微動だにせず俯いた姿勢。寝ているのだろう、時折頭がかくんと揺れる。

その隣で、街の学校の制服を着た女性が足をぶらぶらさせながら空を見上げている。
長い金色の髪を後ろで縛った、どこか幼さと強さを兼ね備えた人だ。
彼女は、横の男が目覚めるのを今か今かと待っているように見えた。

……いや、ただ待っているだけではない。
まるで、愛しい人の帰りを待ち焦がれているような。
そんな表情をして、微笑んでいた。

二人に気づき、女性が手を振る。
返事代わりに少年も手を振り返し、それから、少女をじっと見つめる。


彼らには、感謝と、幸せな日々を。
そして僕らには、彼らとは違う、幸せの始まりを。


「……帰ろう?」
「うん」

生きていく。
生きていくことが、きっと幸せへの道程なのだ。

夢から覚めた空の少女は、千年の地獄を越えて生まれ変わり。
愛しい彼と、愛しい日々を紡ぎ始める。

そこには全てがある。
同じような苦しみも、悲しみも、いつかは知る時が来るだろう。
けれど同じくらいに、喜びや嬉しさを、噛み締めていられるはずだから。

今は、今の自分にとっての、帰る場所へ。
目指す終わりは遙か遠く。
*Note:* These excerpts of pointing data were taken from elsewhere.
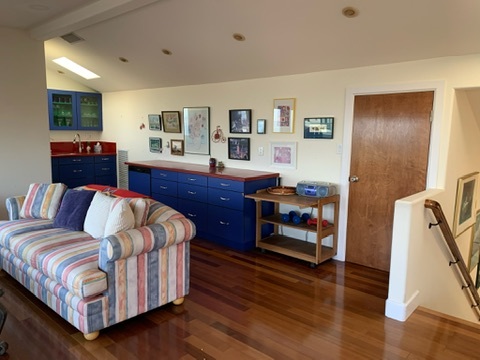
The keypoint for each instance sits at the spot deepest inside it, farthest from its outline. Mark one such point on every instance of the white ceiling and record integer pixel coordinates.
(283, 37)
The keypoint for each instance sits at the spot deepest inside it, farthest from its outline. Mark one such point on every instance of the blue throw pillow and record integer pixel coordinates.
(73, 209)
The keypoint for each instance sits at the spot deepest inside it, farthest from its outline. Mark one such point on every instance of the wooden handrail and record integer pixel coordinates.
(455, 251)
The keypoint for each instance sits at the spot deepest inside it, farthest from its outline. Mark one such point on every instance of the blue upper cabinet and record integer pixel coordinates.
(70, 110)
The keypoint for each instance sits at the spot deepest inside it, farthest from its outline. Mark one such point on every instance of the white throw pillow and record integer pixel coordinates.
(97, 215)
(120, 218)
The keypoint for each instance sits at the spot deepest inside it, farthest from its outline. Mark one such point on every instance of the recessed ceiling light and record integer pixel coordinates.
(75, 68)
(239, 37)
(349, 12)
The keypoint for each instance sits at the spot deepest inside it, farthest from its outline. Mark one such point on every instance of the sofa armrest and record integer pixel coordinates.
(14, 204)
(131, 243)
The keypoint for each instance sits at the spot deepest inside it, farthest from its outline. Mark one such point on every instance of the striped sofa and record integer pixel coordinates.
(94, 283)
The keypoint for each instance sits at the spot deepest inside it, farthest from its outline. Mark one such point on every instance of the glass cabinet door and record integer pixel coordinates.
(89, 111)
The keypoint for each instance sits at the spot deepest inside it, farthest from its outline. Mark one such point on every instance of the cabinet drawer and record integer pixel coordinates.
(76, 171)
(105, 169)
(225, 198)
(226, 184)
(195, 211)
(105, 159)
(225, 223)
(192, 179)
(164, 174)
(76, 160)
(192, 192)
(164, 187)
それは海の向こうにも、空の果てにもない。
懸命に生き抜いた、その最後に訪れる。

―――― だから僕らは、そこへ行こう。





幼い二人が去っていくのを、ぼんやりと眺めて。
観鈴は、小さく呻く声を聞いた。

「ん…………」
「あ」

それは、始まり。
約束された未来への、スタート地点。


「……おはよう。往人さん」





この大気の下で、同じ青空の下で、彼ら彼女らは生きていく。
先の見えない明日を、自分達の力で切り拓きながら。

夏が、終わって――――でも、日々は終わらない。